I still suspect that this could have been the same error:
https://lkml.org/lkml/2024/8/28/1558
When compiling the kernel without CONFIG_DEBUG_VM maple tree bug results in an
unkillable task, and when trying to kill it first produced the rwsem warning
(and soon after took down the whole system).
But I couldn't reproduce it with the given reproducer, either.

Bert Karwatzki
Re: [PATCH hotfix 6.12] maple_tree: correct tree corruption on spanning store
Posted by Lorenzo Stoakes 1 month, 3 weeks ago
On Sat, Oct 05, 2024 at 03:24:39PM +0200, Bert Karwatzki wrote:
> Am Samstag, dem 05.10.2024 um 12:17 +0100 schrieb Lorenzo Stoakes:
> > On Sat, Oct 05, 2024 at 07:41:14AM +0100, Lorenzo Stoakes wrote:
> > > Writing a data range into a maple tree may involve overwriting a number of
> > > existing entries that span across more than one node. Doing so invokes a
> > > 'spanning' store.
> > >
> >
> > [snip]
> >
> > Andrew - just to note that I have intentionally left stable off this, in
> > order that wre can allow this to stabilise in the 6.12 release candidates.
> >
> > Up until 6.12 this bug seemed much harder to hit, and as far as I'm aware
> > we've never had a bug report for it prior to this.
>
> I still suspect that this could have been the same error:
> https://lkml.org/lkml/2024/8/28/1558
> When compiling the kernel without CONFIG_DEBUG_VM maple tree bug results in an
> unkillable task, and when trying to kill it first produced the rwsem warning
> (and soon after took down the whole system).
> But I couldn't reproduce it with the given reproducer, either.
>
> Bert Karwatzki
>

Thanks for reminding me of that one!

Yeah unfortunately that thread was very unproductive in that the reporter
gave no feedback or further information. They spammed the list with a bunch
of such reports many looking suspect...

So it is possible, and I suspect that this bug may have caused some other
'weird' crashes that were non-repro in the past.

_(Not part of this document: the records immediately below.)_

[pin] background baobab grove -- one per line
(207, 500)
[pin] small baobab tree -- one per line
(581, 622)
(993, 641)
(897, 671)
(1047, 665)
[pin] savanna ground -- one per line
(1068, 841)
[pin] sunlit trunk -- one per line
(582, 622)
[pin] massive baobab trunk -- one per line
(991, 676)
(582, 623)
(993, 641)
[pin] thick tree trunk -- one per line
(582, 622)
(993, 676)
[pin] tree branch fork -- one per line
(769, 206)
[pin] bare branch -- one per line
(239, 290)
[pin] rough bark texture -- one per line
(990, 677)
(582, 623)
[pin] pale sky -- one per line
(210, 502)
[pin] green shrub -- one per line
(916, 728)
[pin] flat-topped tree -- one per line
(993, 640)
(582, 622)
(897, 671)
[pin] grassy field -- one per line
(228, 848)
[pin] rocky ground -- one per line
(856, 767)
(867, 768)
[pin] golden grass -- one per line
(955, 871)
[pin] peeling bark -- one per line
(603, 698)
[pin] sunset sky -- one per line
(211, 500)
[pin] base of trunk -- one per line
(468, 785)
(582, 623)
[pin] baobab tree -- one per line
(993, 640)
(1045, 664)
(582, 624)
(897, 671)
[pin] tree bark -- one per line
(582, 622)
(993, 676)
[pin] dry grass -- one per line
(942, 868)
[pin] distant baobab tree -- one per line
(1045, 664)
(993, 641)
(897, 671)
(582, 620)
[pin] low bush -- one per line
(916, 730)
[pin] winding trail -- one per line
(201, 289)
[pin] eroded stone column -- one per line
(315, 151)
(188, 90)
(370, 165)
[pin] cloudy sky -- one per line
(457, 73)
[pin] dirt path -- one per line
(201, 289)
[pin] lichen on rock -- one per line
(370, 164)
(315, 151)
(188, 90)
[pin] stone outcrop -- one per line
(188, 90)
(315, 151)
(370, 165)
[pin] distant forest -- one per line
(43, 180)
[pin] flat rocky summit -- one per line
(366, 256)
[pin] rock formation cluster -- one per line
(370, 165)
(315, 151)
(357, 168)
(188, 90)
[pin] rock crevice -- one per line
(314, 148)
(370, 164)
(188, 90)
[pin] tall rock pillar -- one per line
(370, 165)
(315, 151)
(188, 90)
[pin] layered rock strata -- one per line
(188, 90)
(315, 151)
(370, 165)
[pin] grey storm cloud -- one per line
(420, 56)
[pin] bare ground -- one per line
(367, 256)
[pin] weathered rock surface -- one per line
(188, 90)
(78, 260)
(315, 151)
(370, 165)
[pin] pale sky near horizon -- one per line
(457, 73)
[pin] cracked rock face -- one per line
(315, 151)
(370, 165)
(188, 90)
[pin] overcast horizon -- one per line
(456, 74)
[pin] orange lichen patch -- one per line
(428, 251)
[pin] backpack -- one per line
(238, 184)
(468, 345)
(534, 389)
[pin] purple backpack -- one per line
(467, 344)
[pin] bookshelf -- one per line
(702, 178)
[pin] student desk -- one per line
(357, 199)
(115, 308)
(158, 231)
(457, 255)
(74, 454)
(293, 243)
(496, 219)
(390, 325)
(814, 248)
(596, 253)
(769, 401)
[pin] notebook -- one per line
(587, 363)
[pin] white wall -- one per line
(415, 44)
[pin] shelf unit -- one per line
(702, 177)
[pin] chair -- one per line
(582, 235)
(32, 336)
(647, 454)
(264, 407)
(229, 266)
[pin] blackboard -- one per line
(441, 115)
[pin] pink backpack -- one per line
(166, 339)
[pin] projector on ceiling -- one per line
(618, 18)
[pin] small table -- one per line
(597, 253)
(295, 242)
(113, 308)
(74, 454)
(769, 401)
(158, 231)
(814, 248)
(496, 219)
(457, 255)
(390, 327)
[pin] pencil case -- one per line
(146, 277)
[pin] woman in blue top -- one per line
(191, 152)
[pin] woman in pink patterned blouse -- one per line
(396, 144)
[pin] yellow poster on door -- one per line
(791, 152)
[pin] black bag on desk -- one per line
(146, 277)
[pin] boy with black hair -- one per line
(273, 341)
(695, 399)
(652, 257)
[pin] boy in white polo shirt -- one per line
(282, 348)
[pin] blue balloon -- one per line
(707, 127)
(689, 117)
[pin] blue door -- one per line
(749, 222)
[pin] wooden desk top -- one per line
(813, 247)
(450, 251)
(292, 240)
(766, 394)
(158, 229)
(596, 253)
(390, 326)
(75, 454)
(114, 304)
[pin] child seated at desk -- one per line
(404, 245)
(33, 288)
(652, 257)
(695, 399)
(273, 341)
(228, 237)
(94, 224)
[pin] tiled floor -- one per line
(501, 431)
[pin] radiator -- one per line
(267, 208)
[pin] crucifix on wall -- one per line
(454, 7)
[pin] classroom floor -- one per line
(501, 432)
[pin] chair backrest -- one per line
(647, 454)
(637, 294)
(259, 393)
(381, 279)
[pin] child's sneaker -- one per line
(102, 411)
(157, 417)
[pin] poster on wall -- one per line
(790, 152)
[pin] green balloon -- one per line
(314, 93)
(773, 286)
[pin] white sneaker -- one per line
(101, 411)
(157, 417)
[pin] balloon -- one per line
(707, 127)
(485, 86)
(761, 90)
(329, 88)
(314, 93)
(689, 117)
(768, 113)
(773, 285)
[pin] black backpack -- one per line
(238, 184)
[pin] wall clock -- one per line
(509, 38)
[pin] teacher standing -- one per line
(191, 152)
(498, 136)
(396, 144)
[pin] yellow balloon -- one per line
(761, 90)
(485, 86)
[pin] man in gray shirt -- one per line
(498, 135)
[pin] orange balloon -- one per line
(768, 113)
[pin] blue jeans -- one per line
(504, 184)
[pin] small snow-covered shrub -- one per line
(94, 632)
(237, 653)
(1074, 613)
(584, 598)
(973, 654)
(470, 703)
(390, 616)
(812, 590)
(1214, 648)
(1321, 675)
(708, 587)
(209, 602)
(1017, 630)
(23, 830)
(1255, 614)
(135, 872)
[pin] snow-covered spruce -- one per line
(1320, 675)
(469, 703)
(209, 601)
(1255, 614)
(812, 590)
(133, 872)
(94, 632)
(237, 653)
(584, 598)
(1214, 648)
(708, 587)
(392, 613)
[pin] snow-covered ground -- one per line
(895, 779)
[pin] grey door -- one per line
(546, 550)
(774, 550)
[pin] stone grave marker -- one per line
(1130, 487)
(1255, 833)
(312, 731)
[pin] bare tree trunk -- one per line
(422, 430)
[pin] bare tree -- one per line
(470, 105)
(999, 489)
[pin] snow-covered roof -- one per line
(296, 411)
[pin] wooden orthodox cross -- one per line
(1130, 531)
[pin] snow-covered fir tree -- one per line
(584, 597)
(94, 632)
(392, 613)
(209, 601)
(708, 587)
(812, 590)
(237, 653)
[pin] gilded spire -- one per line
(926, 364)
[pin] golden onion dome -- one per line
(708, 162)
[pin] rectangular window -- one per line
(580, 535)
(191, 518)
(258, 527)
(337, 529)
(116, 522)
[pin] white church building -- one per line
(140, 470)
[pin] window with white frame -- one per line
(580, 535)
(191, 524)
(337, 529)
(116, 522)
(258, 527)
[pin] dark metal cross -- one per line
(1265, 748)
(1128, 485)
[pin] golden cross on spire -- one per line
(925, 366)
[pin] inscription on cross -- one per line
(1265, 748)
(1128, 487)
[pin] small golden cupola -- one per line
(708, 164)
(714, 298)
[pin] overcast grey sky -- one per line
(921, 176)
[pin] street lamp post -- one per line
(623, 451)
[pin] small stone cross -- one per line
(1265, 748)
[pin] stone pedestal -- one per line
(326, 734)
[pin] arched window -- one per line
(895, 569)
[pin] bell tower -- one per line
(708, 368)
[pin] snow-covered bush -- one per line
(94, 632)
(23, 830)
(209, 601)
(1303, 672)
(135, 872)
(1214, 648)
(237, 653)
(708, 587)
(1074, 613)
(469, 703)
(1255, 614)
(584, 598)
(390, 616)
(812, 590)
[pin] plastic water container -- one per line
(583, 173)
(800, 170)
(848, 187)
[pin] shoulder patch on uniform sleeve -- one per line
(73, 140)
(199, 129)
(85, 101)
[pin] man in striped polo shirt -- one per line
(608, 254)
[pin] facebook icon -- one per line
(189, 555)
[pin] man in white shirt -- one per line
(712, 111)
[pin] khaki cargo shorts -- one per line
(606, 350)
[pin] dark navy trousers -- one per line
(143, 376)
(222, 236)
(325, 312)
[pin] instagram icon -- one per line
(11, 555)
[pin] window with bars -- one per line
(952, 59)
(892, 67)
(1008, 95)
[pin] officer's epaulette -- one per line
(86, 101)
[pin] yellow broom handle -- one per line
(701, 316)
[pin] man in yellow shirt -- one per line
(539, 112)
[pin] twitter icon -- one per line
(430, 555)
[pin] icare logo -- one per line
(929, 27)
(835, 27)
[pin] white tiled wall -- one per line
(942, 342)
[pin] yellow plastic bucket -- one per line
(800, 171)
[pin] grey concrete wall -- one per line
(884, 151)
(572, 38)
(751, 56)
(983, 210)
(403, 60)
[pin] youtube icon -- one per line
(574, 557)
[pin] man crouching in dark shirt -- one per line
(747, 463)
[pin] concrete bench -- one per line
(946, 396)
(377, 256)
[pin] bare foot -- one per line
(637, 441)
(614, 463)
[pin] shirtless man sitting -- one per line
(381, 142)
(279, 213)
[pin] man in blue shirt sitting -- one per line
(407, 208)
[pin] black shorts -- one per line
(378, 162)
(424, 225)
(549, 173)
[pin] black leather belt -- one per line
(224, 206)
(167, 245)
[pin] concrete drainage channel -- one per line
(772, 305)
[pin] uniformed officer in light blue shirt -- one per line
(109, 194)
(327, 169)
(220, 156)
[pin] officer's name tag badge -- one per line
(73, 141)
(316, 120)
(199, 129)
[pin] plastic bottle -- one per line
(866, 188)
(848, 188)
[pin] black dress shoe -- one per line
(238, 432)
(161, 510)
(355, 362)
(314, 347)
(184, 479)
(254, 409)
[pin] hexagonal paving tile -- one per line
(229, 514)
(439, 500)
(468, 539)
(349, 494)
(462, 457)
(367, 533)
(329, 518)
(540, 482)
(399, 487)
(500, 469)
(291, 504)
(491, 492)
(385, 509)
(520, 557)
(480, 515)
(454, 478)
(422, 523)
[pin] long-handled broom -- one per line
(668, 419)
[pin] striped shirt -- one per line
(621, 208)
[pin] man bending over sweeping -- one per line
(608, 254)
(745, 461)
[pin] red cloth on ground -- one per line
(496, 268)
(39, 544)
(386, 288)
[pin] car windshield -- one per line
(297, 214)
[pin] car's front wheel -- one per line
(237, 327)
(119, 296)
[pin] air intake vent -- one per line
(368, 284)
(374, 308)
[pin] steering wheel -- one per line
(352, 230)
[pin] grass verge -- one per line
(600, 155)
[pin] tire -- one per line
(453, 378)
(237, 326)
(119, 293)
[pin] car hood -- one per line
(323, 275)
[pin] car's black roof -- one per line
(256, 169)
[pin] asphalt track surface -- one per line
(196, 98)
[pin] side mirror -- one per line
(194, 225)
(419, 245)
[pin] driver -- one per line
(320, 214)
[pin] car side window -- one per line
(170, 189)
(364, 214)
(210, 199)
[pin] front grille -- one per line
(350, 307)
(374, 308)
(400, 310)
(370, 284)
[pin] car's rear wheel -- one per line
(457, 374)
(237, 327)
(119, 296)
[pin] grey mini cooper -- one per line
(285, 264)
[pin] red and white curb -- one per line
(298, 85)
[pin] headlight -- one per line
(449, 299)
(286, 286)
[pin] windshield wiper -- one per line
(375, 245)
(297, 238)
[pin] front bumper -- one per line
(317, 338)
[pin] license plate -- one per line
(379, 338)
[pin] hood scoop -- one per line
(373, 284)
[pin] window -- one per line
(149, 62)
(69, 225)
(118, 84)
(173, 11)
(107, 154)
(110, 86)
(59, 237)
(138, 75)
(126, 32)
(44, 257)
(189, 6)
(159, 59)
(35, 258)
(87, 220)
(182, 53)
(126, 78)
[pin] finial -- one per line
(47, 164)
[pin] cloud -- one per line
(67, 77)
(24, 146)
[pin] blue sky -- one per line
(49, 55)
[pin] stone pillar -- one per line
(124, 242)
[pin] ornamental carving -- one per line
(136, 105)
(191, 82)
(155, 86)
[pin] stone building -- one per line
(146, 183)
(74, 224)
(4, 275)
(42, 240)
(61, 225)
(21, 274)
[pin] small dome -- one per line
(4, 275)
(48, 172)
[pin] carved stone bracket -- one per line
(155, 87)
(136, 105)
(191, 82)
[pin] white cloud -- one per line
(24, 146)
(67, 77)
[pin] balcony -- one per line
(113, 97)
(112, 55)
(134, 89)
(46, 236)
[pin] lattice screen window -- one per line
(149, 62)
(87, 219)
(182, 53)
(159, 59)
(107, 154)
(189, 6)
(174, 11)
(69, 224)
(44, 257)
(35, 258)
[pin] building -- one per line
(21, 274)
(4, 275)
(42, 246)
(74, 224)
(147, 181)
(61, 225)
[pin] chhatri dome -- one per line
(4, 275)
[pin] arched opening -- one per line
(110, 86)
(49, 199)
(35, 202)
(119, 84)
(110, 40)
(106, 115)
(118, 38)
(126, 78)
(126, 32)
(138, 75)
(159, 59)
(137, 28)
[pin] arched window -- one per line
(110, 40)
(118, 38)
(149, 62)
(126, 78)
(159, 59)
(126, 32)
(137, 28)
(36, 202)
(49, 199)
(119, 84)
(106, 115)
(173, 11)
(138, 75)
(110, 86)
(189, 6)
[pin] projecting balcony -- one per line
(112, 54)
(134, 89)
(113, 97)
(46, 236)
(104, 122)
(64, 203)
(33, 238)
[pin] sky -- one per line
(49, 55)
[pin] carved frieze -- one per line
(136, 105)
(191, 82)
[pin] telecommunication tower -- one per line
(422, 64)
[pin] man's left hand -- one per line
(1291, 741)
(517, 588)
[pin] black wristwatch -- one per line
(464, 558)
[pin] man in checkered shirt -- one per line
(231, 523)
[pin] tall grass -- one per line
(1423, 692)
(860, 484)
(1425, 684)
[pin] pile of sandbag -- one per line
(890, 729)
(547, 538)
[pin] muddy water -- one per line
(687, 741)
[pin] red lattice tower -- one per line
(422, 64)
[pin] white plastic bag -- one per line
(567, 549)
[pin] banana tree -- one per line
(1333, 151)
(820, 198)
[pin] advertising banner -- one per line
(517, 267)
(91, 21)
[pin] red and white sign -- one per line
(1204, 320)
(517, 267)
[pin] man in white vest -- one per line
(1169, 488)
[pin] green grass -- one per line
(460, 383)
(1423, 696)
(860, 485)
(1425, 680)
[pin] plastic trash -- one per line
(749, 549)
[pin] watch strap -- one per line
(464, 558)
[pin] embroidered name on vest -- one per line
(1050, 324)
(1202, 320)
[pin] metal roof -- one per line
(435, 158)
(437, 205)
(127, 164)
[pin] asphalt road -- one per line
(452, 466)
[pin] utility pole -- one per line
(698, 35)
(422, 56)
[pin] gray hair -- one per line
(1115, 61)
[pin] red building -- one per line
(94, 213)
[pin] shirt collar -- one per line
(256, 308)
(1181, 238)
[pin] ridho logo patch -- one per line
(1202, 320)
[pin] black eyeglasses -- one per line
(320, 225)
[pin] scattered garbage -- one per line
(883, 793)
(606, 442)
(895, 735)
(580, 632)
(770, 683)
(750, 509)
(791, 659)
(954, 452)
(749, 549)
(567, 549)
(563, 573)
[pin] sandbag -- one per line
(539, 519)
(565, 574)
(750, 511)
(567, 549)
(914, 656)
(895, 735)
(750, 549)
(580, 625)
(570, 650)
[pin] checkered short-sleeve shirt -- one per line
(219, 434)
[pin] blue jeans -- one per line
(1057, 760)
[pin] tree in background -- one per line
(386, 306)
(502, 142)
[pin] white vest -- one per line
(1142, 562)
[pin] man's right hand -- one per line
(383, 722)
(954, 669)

The difference here may be that we (or rather specifically - you! :)
finally found a way to reliable repro this to the point where we could
diagnose it.

As far as I can tell this could happen even with vma_iter_clear_gfp(), so
old unmap/MAP_FIXED behaviour could have hit it.

BUT a difference now is that we essentially combine the MAP_FIXED with a
merge and overwrite everything in between, so this addition of up to 2
extra entries probably pushed it over the edge to make this event
statistically likely enough for you to have hit it.

Note in your case it took unmapping 6 (!) entries and merging another 2 for
a total of an overwrite spanning 8 entries.

Anyway, assuming we so no issues stabilising this in the rc's I will ping
stable to get this backported and fix this everywhere.